It was far from being made in the USA.
A Virginia defense company was sentenced to nearly five years in prison for selling more than $ 7 million in goods to the U.S. military that were labeled as made in the U.S. but were actually made in China, the Justice Department said.
Beyung S. Kim, 62, of Newport News, Virginia, the owner of Iris Kim, Inc., admitted that he had imported items from China for years, but then cut off their Made in China labels and replaced them with labels labeled Made in the United States before they sold the item to various branches of the military.
Kim's company supplied goods from swimsuits for cadets at West Point and promotional T-shirts for the Army's stunt parachute team, the Golden Knights, to water bottles with the logo for the Marine Corps. The company also sourced t-shirts for the Indiana, North Dakota, and Arkansas National Guards, and spools of accordion wire and wire ropes for the Coast Guard.
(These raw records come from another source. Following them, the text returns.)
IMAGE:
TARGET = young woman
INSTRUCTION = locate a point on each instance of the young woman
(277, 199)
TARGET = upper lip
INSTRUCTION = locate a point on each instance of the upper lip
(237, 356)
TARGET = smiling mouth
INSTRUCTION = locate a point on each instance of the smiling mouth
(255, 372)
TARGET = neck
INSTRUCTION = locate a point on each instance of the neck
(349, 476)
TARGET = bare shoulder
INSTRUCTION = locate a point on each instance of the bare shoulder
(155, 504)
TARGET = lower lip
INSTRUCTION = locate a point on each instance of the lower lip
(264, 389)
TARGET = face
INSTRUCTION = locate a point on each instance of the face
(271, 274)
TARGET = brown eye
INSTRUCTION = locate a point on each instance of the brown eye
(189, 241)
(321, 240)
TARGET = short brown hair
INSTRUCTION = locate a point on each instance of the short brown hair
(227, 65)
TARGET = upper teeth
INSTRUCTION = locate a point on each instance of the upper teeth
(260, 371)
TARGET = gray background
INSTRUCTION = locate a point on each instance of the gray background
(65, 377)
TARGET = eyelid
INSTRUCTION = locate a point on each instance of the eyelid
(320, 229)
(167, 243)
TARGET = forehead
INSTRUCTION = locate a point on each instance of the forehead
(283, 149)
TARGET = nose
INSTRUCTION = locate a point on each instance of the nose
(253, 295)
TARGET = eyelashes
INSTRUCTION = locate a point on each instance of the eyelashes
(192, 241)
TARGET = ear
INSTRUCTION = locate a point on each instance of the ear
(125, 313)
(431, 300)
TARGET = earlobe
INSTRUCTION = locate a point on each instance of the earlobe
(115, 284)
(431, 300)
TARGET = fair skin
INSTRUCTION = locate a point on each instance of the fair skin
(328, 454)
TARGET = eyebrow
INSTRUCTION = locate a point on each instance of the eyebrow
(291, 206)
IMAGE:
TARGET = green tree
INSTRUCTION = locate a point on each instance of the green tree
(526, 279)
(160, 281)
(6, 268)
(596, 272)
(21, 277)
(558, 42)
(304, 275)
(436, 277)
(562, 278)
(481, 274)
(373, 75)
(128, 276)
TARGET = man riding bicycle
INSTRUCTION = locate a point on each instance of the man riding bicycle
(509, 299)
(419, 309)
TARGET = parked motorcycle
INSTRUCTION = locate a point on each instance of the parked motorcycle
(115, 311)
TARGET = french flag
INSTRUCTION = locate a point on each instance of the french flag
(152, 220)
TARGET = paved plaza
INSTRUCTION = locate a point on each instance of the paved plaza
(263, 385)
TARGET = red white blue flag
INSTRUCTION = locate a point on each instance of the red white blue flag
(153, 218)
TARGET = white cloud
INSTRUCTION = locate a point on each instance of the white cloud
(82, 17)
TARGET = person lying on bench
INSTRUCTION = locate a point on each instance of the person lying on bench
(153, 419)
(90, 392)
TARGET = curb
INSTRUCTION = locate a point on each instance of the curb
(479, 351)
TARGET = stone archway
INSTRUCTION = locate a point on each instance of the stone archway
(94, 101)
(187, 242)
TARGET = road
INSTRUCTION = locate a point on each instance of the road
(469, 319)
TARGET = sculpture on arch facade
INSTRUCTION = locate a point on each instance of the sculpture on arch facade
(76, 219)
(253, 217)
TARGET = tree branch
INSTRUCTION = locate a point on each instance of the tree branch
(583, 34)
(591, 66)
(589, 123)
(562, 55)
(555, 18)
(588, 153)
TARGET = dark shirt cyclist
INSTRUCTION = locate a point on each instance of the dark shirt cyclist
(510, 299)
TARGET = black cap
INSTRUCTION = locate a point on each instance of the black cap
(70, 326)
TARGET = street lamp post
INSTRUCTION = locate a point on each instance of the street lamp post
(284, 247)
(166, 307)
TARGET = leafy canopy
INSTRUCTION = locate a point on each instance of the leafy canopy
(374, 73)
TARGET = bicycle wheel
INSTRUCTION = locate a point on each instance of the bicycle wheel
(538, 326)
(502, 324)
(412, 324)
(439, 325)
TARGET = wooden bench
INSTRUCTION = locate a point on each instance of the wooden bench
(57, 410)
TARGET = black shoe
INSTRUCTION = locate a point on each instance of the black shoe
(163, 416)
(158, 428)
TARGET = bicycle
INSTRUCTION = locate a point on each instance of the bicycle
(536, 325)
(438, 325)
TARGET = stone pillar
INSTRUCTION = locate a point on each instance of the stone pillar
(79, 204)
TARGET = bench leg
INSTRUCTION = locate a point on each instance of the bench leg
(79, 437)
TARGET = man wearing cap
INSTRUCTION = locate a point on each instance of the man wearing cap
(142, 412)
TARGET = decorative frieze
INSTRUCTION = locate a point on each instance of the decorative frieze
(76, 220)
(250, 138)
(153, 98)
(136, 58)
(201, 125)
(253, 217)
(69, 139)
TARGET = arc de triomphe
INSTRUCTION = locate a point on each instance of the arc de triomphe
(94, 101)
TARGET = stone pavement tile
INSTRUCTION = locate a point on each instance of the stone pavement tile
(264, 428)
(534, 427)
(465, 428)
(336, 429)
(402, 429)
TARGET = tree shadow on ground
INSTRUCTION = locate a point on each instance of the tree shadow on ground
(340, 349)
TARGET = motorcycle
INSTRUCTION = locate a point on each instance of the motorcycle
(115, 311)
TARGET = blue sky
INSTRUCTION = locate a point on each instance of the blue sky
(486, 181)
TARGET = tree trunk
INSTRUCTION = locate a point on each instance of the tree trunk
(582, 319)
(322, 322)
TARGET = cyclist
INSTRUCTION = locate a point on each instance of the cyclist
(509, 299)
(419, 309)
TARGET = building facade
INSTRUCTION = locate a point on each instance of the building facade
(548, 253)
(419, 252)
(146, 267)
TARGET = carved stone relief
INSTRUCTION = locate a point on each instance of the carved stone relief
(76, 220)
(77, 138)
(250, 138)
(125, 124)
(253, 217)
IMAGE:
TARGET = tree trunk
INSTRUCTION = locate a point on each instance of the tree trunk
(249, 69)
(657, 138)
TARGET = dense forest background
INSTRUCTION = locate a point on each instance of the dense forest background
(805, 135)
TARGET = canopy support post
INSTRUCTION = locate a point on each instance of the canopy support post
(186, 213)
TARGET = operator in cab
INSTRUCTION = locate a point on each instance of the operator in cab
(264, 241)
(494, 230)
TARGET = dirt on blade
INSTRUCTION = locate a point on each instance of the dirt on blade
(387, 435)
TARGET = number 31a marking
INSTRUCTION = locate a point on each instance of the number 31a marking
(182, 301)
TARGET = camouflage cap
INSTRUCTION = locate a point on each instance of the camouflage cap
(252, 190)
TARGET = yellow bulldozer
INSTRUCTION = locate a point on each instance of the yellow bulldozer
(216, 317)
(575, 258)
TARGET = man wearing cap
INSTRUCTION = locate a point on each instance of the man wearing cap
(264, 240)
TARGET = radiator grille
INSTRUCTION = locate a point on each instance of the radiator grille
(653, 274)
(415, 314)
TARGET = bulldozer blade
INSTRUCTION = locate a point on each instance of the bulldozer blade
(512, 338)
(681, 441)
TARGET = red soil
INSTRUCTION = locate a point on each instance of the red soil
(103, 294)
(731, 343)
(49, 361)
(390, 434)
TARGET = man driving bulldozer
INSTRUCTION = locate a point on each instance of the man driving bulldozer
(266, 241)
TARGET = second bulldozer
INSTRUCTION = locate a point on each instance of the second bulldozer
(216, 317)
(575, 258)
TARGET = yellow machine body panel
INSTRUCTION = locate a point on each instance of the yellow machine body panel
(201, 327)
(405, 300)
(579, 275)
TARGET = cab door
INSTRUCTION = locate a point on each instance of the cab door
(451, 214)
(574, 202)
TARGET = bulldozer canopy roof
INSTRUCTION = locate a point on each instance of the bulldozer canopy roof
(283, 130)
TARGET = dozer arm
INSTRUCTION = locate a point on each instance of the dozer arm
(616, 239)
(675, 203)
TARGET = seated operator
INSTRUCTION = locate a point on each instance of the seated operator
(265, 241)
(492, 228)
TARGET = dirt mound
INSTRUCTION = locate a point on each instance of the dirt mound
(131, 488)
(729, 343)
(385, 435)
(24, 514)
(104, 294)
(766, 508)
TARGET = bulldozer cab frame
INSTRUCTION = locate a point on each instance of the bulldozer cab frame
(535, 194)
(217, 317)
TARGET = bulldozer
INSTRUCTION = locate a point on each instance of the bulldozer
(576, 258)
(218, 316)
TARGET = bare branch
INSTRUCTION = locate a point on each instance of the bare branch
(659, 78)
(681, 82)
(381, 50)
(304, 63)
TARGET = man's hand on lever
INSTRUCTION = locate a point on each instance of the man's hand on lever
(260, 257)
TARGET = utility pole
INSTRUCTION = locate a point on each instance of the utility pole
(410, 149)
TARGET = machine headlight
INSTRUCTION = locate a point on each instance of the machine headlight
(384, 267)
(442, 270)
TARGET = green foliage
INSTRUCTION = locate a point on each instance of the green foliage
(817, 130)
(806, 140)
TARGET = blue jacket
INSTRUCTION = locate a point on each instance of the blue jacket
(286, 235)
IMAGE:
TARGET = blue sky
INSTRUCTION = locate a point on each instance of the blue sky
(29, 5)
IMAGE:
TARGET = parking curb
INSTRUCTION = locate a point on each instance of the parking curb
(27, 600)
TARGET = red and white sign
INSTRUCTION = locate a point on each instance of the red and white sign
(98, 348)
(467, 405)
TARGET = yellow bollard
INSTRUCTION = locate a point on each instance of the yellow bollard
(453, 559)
"These funds were intended for deserving beneficiaries, including American workers, veterans with disabilities, and authorized trading partners."
In total, the company signed dozen of $ 24 million worth of contracts with the Department of Defense between 2011 and 2018. Prosecutors say Kim will source the goods from China and have them shipped to a warehouse in the United States. He then enlisted the help of a labeling company to remove all traces of the origin of the items and label them as made in the USA.
The fraud violated the terms of the procurement contracts Iris Kim, Inc. – also known as I-Tek – signed, which stated that the items were made domestically or in a small list of other countries that did not include China , were manufactured . It also violated several laws that require certain government contracts to be performed on products made in the United States.
A giveaway for things wasn't quite right was when Kim delivered t-shirts with washing instructions that spelled the word “bleach” as “bleech,” prosecutors said.
Federal investigators say Kim also illegally listed an employee who was a disabled veteran as president of the company on some of the deals in order to be eligible for contracts reserved for disabled veterinarian companies.
“The defendants' egregious scheme led the US government to spend over $ 7 million on fraudulently imported goods. These funds were intended for deserving beneficiaries, including American workers, disabled veterans and authorized trading partners, ”said Raj Parekh, acting US attorney for the Eastern District of Virginia.
Kim's lawyer declined to comment.
Kim and four of his co-workers pleaded guilty to fraud in December. Kim was sentenced to 58 months in prison on Wednesday and sentenced to pay $ 7.6 million. The four other employees were sentenced to a total of 93 months in prison for their role in the fraud, prosecutors said.